Regarding the original post, my personal view is that voluntary digital contact tracing apps are not likely to be worth the existing privacy and security risks at this time given our failure to implement the other necessary elements of a comprehensive, holistic response to the health crisis and the likelihood that they will not be used by sufficient numbers of citizens to make the notifications helpful or reliable. You mentioned in your introductory comments “feasibility” and the relevance of the dollars spent on contact tracing. I did not cover this topic adequately in my original post but certainly think it is a crucial consideration. Budgets are limited and strained, and every response we choose to invest in necessarily represents another option we do not pursue. So the question of whether to pursue digital contact tracing apps should not be considered in a vacuum but rather should be analyzed in terms of bang for the buck, so to speak. Is an investment in such apps the best, most effective use of our limited funds? And what potentially more useful responses are we foregoing? This question further highlights one of the downsides of the state by state approach the US is currently taking. How much more economically efficient might it be to have regional approaches or, sigh, leadership at the federal level? I strongly agree with David’s comment that the US needs a national strategy with clear recommendations on what data to collect, what technology to use, and what cybersecurity and privacy protections to put in place. I would add that these guidelines, like the 5 question analysis proposed in the blog post, should be applied to any and all personal data collected for the purposes of managing the covid crisis.
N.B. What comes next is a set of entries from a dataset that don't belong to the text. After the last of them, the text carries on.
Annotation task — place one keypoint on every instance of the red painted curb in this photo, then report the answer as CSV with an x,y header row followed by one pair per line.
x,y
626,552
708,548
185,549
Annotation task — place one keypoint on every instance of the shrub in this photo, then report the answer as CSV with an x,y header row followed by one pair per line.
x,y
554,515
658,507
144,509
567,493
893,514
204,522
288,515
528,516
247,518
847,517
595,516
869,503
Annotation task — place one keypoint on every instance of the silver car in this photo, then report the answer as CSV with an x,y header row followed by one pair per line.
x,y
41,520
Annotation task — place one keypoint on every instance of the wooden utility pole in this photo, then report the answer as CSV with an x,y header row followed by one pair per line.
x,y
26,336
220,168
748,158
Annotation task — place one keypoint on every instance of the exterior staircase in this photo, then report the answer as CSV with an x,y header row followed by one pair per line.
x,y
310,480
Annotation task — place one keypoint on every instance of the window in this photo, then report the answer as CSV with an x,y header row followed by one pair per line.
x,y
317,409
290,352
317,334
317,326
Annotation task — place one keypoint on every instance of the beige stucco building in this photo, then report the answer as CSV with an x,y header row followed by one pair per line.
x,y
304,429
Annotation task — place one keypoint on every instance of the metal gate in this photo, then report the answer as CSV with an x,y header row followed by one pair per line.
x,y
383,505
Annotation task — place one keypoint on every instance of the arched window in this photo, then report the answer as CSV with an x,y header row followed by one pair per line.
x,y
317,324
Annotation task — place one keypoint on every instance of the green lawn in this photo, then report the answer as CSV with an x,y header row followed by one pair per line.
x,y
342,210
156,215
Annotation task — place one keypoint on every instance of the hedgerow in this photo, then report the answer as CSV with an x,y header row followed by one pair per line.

So is there one thing that readers might urge their leaders to do, or urge technology companies to do, during the next couple of months that might bring us closer to these goals?
It seems like a federal privacy law is probably off the table between now and election day, so that won’t come in time to help with Covid.
State legislatures could pass laws or, in the alternative, Governors might issue executive orders to accomplish immediate goals. States can work to ensure that all local and state level health departments are on the same page and are employing similar privacy and security protections for data collected by manual contact tracers and any digital contact tracing apps or other technologies designed to manage Covid issues.
Tech firms and app developers should certainly have privacy policies in place, but those entities should also make explicit, affirmative guarantees that any data collected for purposes of responding to the Covid crisis (health, location or other personal data) will not be used for any other purpose or monetized, and will not be sold to or shared with any third parties, including law enforcement of any kind. Google and Apple could also bar apps from inclusion in the Google Play Store or App Store if they do not make such explicit commitments.